Trust Record-High Earnings, Not Depression-Level Consumer Sentiment
Consumers might not be happy, but earnings and relative valuations argue for higher stock prices.
That's the question investors should be asking themselves. Despite all of the macro hysteria in recent months, the actual cash flows provided by stocks have been pretty steady, as the chart above from Goldman Sachs shows. We're still on pace for $95 to $97 in S&P 500 earnings per share this year, roughly the same estimate range people had back in January. As of the third quarter, S&P 500 trailing 12-month earnings will be the highest on record.
It sure doesn't feel that way, does it?
As the chart above from Calculated Risk shows, consumer sentiment remains near multi-decade lows. What's going on?
Not to turn this into another Occupy Wall Street jeremiad, but we've seen a steady shift toward economic gains collected by corporations at the expense of labor, as the chart below shows (hat tip to my friend Matt Busigin for the chart).
So it's no wonder that consumers are depressed. But just because people are depressed doesn't mean that the earnings streams of corporations are in jeopardy. Companies ranging from Microsoft (MSFT), IBM (IBM), and Intel (INTC) to Target (TGT), McDonald's (MCD), and Walmart (WMT) are growing revenues, earnings, buying back stock, and paying higher and higher dividends.
This year we have seen economic chaos in Europe, mild austerity in the US, a debt ceiling scare, and the country's credit rating downgraded. Yet corporate America continues to chug along, and indeed, third-quarter GDP printed at 2.5%, its highest level in over a year. Within that GDP release, private fixed investment contributed 1.6%, its second-highest contribution since at least 2008. If fixed investment is going to add 1% a quarter, there is more or less no mathematical way to have another recession.
I'm not going to claim things are great out there. Much of the country remains in a severe recession or worse, regardless of what the aggregated statistics say. The MF Global (MF) saga shows an alarming lack of reform of our financial system. Europe remains on the brink, and for all we know Greece is hours away from tipping over the first domino in the Armageddon scenario people have been fearing for over a year. But if I had to handicap things, I'd say there's a 90 to 95% chance the US continues to limp along in a 1 to 2% GDP world with corporations continuing to grind out modestly higher earnings.

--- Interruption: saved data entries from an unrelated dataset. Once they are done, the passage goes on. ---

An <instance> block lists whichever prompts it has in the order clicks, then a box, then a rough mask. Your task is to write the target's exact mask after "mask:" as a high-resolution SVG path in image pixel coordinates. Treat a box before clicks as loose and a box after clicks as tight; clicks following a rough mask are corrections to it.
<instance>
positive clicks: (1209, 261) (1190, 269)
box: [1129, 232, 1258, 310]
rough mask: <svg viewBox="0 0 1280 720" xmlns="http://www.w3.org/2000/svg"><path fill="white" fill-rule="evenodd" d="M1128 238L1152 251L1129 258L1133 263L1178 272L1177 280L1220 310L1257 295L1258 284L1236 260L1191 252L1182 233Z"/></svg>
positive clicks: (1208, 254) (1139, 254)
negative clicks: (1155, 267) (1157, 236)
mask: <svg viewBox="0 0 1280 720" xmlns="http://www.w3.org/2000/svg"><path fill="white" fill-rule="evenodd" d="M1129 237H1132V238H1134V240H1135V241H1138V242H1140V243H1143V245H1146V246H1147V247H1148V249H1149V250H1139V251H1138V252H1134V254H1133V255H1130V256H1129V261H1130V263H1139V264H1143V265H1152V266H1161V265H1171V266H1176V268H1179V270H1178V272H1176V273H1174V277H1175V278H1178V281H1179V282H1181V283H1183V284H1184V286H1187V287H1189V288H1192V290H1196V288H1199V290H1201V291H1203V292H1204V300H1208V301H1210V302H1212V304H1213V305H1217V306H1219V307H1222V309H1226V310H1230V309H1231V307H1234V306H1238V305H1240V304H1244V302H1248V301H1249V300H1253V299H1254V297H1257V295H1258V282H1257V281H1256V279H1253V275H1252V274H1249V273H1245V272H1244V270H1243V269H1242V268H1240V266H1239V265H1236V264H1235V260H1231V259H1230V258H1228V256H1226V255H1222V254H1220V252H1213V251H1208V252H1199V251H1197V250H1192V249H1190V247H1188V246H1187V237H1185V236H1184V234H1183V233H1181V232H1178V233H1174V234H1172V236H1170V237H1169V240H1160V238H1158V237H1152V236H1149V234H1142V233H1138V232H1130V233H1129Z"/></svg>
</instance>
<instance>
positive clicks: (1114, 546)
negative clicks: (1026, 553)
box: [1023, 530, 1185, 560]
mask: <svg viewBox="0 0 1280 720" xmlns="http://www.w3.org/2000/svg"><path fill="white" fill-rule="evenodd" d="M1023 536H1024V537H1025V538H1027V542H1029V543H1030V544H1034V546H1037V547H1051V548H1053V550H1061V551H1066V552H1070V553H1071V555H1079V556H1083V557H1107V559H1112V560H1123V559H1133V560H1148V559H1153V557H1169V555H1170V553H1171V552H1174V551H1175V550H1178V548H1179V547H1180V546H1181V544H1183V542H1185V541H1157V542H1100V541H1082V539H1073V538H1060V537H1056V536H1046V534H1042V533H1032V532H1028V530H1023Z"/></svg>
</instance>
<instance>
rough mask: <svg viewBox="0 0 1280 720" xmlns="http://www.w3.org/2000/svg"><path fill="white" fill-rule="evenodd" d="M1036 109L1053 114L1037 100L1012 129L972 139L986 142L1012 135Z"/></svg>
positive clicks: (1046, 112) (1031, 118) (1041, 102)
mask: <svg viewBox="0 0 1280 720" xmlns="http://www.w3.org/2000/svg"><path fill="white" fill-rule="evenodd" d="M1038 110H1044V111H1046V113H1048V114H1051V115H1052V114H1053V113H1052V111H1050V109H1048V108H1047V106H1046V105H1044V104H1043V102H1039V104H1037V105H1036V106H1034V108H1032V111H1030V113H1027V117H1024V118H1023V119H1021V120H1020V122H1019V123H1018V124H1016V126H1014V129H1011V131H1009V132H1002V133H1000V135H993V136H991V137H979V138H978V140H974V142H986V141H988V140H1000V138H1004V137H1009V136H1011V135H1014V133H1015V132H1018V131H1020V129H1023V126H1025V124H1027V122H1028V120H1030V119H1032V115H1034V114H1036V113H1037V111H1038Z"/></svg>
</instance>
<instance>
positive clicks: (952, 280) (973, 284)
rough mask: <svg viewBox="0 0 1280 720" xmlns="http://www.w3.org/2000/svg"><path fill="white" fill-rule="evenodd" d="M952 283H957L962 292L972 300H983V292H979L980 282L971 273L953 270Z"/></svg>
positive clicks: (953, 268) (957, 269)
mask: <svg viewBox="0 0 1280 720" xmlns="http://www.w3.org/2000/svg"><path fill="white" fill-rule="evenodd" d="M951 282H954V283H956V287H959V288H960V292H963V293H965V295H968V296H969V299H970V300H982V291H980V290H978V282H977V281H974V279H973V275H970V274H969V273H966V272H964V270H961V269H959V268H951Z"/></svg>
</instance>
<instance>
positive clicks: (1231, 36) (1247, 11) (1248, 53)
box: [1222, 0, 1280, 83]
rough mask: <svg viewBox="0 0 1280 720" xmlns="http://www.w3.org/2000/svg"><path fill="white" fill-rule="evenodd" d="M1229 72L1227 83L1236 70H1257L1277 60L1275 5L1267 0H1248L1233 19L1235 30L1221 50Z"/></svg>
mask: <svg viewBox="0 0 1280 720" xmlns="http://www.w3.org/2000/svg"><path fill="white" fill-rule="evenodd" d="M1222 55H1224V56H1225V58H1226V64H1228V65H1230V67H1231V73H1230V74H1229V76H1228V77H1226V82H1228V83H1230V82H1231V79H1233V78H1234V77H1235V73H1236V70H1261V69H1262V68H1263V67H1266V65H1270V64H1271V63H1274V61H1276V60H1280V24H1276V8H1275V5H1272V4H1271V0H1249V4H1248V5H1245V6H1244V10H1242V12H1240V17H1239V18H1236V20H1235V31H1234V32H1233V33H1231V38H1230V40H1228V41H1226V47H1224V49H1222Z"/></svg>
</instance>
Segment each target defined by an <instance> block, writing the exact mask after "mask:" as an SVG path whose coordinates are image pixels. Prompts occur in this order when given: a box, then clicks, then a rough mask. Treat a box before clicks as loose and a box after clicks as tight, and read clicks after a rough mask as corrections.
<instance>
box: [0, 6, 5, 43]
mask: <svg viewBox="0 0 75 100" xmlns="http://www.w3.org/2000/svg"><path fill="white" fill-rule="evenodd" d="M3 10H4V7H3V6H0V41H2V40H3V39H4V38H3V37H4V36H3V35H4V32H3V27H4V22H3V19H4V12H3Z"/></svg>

Which leads us back to the original question. What will you pay for a $95 income stream? My favorite way of looking at this is using the equity risk premium (ERP), the difference between the earnings yield of the S&P 500 and the 10-year Treasury yield. Since 1962, there have been two instances where the ERP finished the year at 4% (1977 and 1979), and one where it finished at 6% (1974). Every other year it has finished below 4%. Last year it finished at a relatively high 3.4%. Right now, with the 10-year Treasury yield at 1.99%, the S&P 500 at 1,218, and expected S&P 500 earnings per share (EPS) of $95, the ERP is 5.81% ($95 EPS divided by the cash close of the SPX, 1,218, minus 1.99%).
Macro strategists like to talk about situations being unsustainable -- an ERP of 5.81% is unsustainable. Some combination of higher Treasury yields, higher equity prices, and lower earnings is going to occur.
If you think the 10-year yield will rise to 2.5%, the $95 EPS target will hold, and an ERP of 4.5% is reasonable for this environment, that implies an S&P 500 level of 1,360. This seems somewhat conservative.
Unless Europe really does fall into a black hole, stocks, especially quality stocks, will dust themselves off and keep heading higher. It might not make consumers any happier, but that's the likely path.